- Born: 16 October 1983 (age 42) Bratislava, Czechoslovakia
- Education: Academy of Performing Arts in Bratislava; National Film and Television School; Valencia Polytechnic University;
- Occupations: Documentary filmmaker, director, screenwriter
- Years active: 2010s–present

= Lucia Kašová =

Slovak documentary filmmaker (born 1983)

Lucia Kašová (born 16 October 1983) is a Slovak documentary filmmaker, director and screenwriter.
Her work focuses on questions of freedom, equality, social issues and character-driven stories. Her most notable films include The Sailor (2021), her feature-length documentary debut, and Orchestra from the Land of Silence (2020), a documentary about Afghanistan's all-female Zohra Orchestra. Both films were screened at international film festivals and received international recognition.

== Early life and education ==

Kašová was born in Bratislava, Czechoslovakia, on 16 October 1983. She studied documentary directing at the Academy of Performing Arts in Bratislava (VŠMU) in Slovakia. She has also studied at the National Film and Television School in the United Kingdom and at Technical University of Valencia in Spain. She has participated in documentary development and training programmes including Doc.Incubator, MFI Script 4 Film and East Doc Forum.

== Career ==

Kašová's early work included short documentary and experimental films. Her 2018 film Concrete Times is a documentary city essay about Bratislava and the changing landscape along the Danube. The film was selected for international film festivals and received several awards.

Her short documentary Orchestra from the Land of Silence (2020) focuses on an all-female Zohra Orchestra in Afghanistan and the experiences of young women studying music in Kabul. The film was screened at numerous international festivals and received international recognition.
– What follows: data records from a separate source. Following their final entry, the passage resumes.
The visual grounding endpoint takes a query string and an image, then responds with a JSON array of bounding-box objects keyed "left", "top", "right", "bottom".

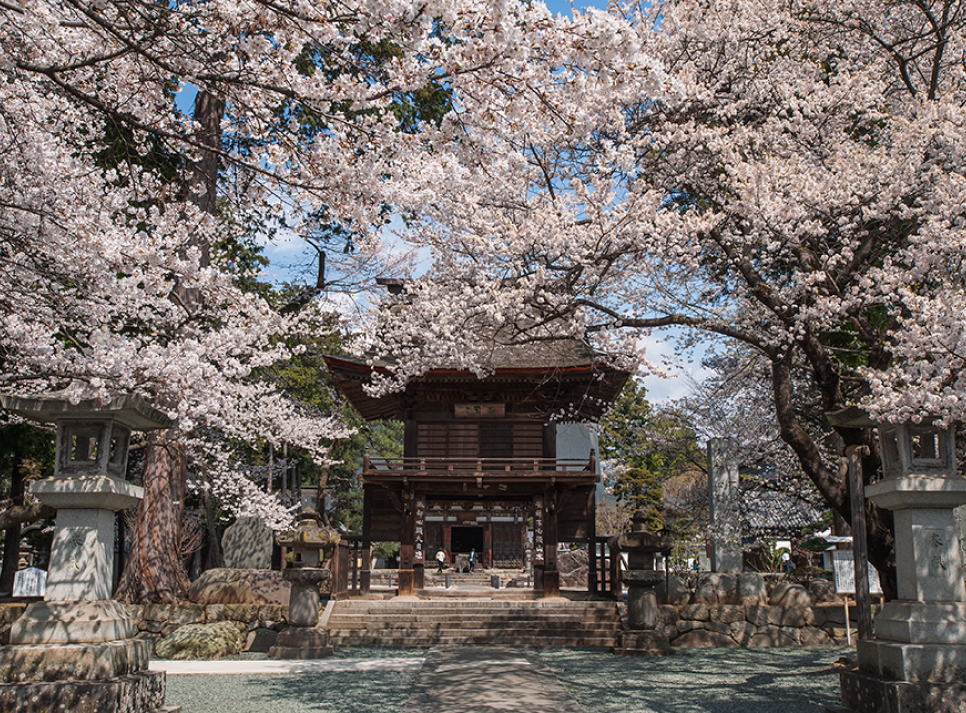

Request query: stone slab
[
  {"left": 829, "top": 668, "right": 966, "bottom": 713},
  {"left": 221, "top": 517, "right": 274, "bottom": 569},
  {"left": 403, "top": 646, "right": 584, "bottom": 713},
  {"left": 612, "top": 631, "right": 674, "bottom": 656},
  {"left": 0, "top": 671, "right": 166, "bottom": 713},
  {"left": 10, "top": 600, "right": 138, "bottom": 644},
  {"left": 858, "top": 639, "right": 966, "bottom": 684},
  {"left": 874, "top": 600, "right": 966, "bottom": 647},
  {"left": 0, "top": 639, "right": 151, "bottom": 683}
]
Kašová has also worked on television documentary projects, including the series Ex-Prime Ministers, where she interviewed Robert Fico, who was a former prime minister at the time and later returned to the office. She has collaborated with the Slovak music festival Pohoda on documentary projects.

== The Sailor ==

Kašová's feature-length documentary debut, The Sailor, was released in 2021. She directed the film and wrote its story and screenplay. The film follows Paul Johnson, an elderly sailor living on his boat in the Caribbean, as he reflects on freedom, ageing and his unconventional way of life.

The Sailor had its world premiere at the Hot Docs Canadian International Documentary Festival in Toronto in 2021, where it was presented in the World Showcase programme.

The film won the Grand Prize for Best Feature Documentary at the 2021 Flickers' Rhode Island International Film Festival.

== Later work ==

Kašová is one of three directors of the documentary Wasteland Chronicles (Zóny nikoho), together with Viera Čákanyová and Barbora Sliepková. She is also credited as a co-author of the story and screenplay. The film examines environmental contamination and ecological damage at several locations in Slovakia.

Kašová is the director and screenwriter of World of Walls, an international creative documentary set against a near-future backdrop of extreme social inequality and climate crisis. The project was presented at international documentary industry forums and won the Pitch the Doc Prize at East Doc Platform in 2023.

== Filmography ==

| Year | Title | Role |
|---|---|---|
| 2017 | Mama. Gabriel. Television | Director, writer |
| 2017 | 43 Years of Bratislava Metro | Director, writer |
| 2018 | Concrete Times | Director, writer |
| 2019 | Ex-Prime Ministers: Robert Fico | Director |
| 2020 | Orchestra from the Land of Silence | Director |
| 2021 | The Sailor | Director, writer |
| 2023 | Power | Cast |
| 2026 | Wasteland Chronicles (Zóny nikoho) | Director, story, screenplay |
| 2027 | World of Walls | Director, screenwriter |

The filmography is primarily based on the Slovak Film Institute (SFÚ), ČSFD, IDF and IMDB with additional sources used to verify individual works and credits.